Falls are the third leading cause of unintentional death in homes and communities in the United States, causing 27,800 fatalities in 2012. The ability to maintain postural control is an essential part of activities of daily living (ADLs). However, recent types of casual footwear may be putting the body’s postural control system at a functional disadvantage, predisposing wearers to the risk of a fall. The purpose of this study was to examine the effects three forms of casual footwear (thong style flip-flops (FF), clog style Crocs® (CC), and Vibram® Five-Fingers (MIN)) have on postural control following a one mile walk at a preferred-pace.
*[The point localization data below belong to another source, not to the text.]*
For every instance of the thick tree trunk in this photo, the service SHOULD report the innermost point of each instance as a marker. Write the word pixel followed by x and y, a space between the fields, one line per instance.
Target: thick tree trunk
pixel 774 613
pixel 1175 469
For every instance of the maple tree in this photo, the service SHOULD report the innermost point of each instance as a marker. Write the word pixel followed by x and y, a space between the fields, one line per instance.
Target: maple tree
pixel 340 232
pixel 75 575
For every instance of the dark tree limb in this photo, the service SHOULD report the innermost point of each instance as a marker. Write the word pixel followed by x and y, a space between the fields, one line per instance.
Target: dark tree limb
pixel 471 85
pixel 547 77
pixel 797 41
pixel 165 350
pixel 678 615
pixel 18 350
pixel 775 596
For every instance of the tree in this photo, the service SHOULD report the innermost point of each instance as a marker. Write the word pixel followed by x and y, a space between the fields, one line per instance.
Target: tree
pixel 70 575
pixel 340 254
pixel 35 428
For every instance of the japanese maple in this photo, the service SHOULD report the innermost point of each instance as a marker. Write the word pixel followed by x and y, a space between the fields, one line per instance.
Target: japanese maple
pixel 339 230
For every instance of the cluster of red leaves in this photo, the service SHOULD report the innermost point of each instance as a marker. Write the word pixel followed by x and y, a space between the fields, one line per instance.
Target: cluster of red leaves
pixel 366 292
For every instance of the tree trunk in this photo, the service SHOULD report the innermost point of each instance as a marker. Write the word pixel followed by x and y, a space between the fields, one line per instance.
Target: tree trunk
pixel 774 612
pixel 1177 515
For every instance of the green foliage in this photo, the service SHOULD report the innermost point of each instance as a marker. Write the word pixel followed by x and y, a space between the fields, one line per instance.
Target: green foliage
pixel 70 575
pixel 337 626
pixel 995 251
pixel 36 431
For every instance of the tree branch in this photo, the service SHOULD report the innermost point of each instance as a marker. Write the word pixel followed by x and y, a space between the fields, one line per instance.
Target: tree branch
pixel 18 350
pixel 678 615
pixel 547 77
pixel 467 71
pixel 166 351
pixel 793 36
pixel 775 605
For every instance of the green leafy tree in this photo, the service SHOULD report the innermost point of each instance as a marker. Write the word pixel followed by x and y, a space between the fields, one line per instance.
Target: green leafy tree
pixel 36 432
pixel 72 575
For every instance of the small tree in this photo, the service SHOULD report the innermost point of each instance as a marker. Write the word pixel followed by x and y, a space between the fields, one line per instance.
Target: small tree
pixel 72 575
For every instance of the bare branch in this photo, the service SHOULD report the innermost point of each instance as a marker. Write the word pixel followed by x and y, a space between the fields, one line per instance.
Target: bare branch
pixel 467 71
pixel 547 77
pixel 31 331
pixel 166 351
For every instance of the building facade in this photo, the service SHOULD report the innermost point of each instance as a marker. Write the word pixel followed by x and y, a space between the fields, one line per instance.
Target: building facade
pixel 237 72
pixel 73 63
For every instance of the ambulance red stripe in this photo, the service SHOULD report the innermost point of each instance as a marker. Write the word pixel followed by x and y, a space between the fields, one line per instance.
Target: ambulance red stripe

Eighteen healthy male adults (age: 22.9±2.8 years; height: 179±6.0 cm; mass: 81.3±8.8 kg) with no history of neuro-musculoskeletal disorders participated in this study. Static balance measures were recorded using eyes open (EO), eyes closed (EC), eyes open with sway referenced vision (EOSRV), and support, (EOSRP) conditions of the Sensory Organization Test (SOT). The average velocity (VEL) and root-mean-square (RMS) of the center of pressure (CoP) was used to quantify postural sway in the anterior-posterior (APVEL & APRMS) and medial-lateral (MLVEL & MLRMS) directions. Dynamic balance measures were recorded using the medium and large translations of the Motor Control Test (MCT). Muscle activity was collected at 1,500 Hz on the medial gastrocnemius (PF) and tibialis anterior (DF) using a Noraxon EMG system. Mean sway and EMG variables were analyzed using a 3x2 (footwear x time) repeated measures ANOVA. Footwear main effect significance was observed for APRMS in the EC condition (F2,34) = 7.914, p = 0.002), MLVEL (F(2,34) = 3.681, p = 0.036), and APVEL (F(2,34) = 7.469, p = 0.002) in the EOSRV condition with pairwise comparisons displaying increased instability in the CC and FF compared to MIN. Time main effect significance was seen for MLRMS in the EOSRV (F(1,17) = 6.532, p = 0.02) and EOSRP (F(1,17) = 8.982, p = 0.008) conditions with increased instability following the one-mile walk. Future research should seek to elucidate which combinations of these casual footwear characteristics are most detrimental to human balance.